Paquin, Gladys
“I live my life for the Lord but I want to also carry on the tradition of my people making pottery.”
Gladys Paquin was born in 1936 in Rehoboth, NM, to a Laguna Pueblo mother (Adeline Juan) and Zuni Pueblo father (Dwight Paquin). At the age of 9 she moved to Santa Ana Pueblo to live with her father and step-mother, Clara Paquin. It was at Santa Ana where she was given the name Sratyu’we which appears in the signature she used on her pottery.
After graduating from high school she married and lived with her husband, Andy Padilla, at his home at Santa Clara Pueblo at first. Then they took advantage of a Bureau of Indian Affairs “assimilation program” and moved to California to find work. While in California she had two children, Danny Padilla and Andrew Padilla Jr., both of whom took up pottery making before she did (they learned the process while spending childhood summers at Santa Clara Pueblo with their paternal grandmother).
After 23 years in California, Gladys returned to Laguna Pueblo on her own, looking for a new path in life. In 1980 that search led her back to her step-mother’s home at Santa Ana to learn how to process and mix the clay to make pottery. Her step-mother, Clara Paquin, was one of the few women still making pottery then at Santa Ana.
Gladys often looked back on those days and said her teacher was really “The Lord,” meaning she was self-taught, learning through trial and error. That Santa Ana influence, though, can still be seen in some of her designs.
After 1980, Gladys specialized in traditional polychrome jars and bowls. She used Laguna’s gray clay to form her vessels and various minerals and local plants to make her slips and paints. Gladys passed what she learned on to her students, among them Max Early, Myron Sarracino and her son, Andrew Padilla, Jr.
Gladys began participating in juried competitions in the early 1980s and her first award was a First Place ribbon at the Santa Monica (CA) Art Show in 1984. Then in 1986 she earned the Best in Division-Pottery and First Place-Traditional Pottery ribbons at the Santa Fe Indian Market. In 1987 she earned Second Place ribbons at both Santa Monica and Santa Fe. In 1993 she earned another First Place ribbon and the “Indian Art Fund Award for Best of Traditional Crafts” at the Santa Fe Indian Market.
Gladys also participated in (and earned ribbons at) the Okmulgee Indian Market (OK), Twin Cities Indian Market (MN), Heard Museum Guild Indian Art Fair & Market (AZ) and the Eiteljorg Museum Indian Market (IN).
Gladys told us she liked to make large pots and decorate them with her favorite design: the rainbird. She said she developed a new rainbird design, too, and sometimes mixed the new and the old on the same pot. When we asked her where she got her inspiration she replied “I live my life for the Lord but I want to also carry on the tradition of my people making pottery.” As she didn’t come from a lineage of potters she said the Lord helped her feel free to develop new designs based somewhat on the old.

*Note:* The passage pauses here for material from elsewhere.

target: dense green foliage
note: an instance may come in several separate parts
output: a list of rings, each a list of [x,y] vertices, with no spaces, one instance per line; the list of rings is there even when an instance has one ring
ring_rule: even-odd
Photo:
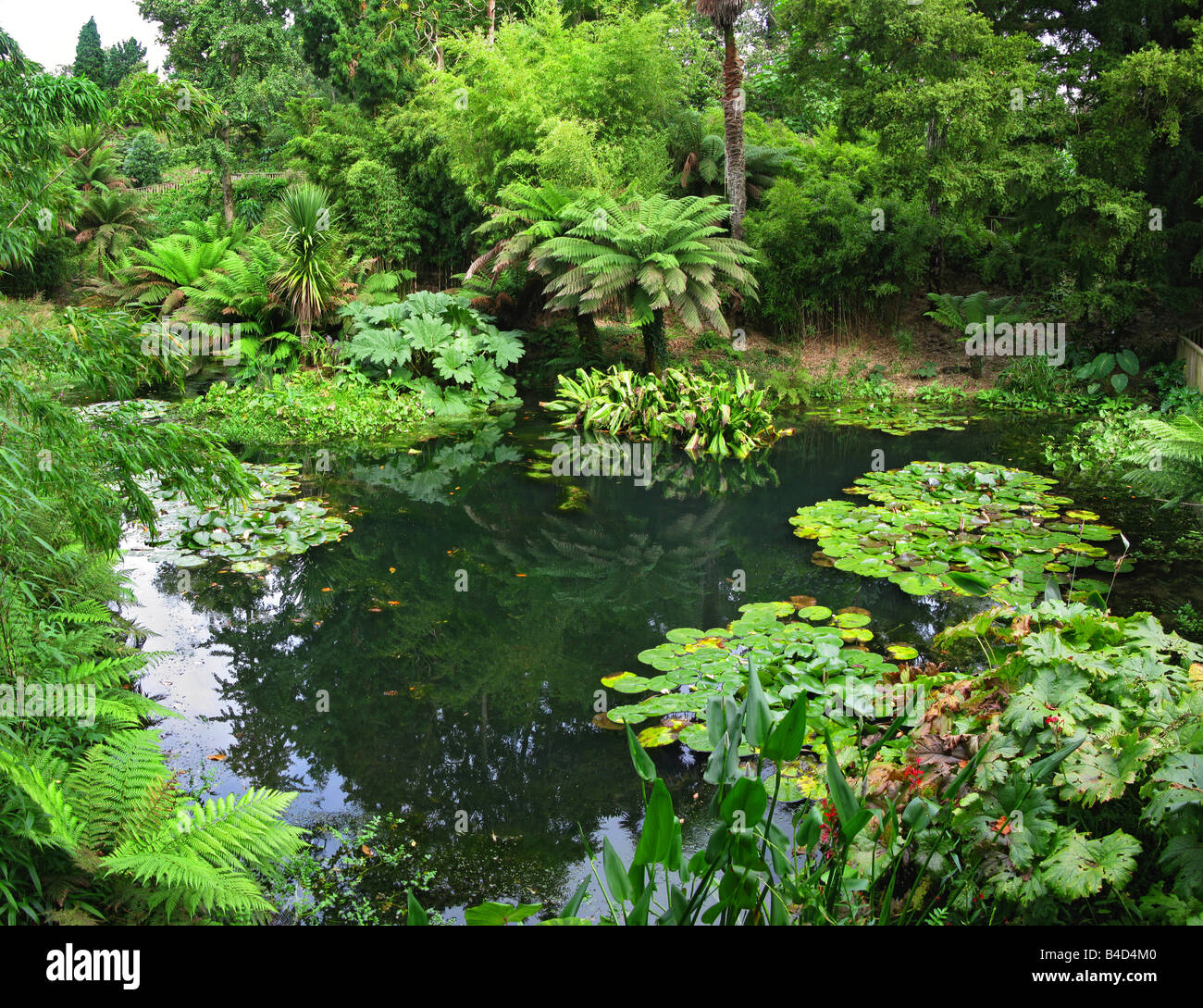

Rick Dillingham was the first trader to buy her pots and early in her career he took her to the School for Advanced Research (in Santa Fe) and showed her the designs on many old Laguna pots in their collection. After that, between her prayers and her practice she made many of those designs her own.
Gladys usually signed her pots: “SRATyu’we G. Paquin-SNZ Laguna”. Sadly, Gladys passed on in December, 2020.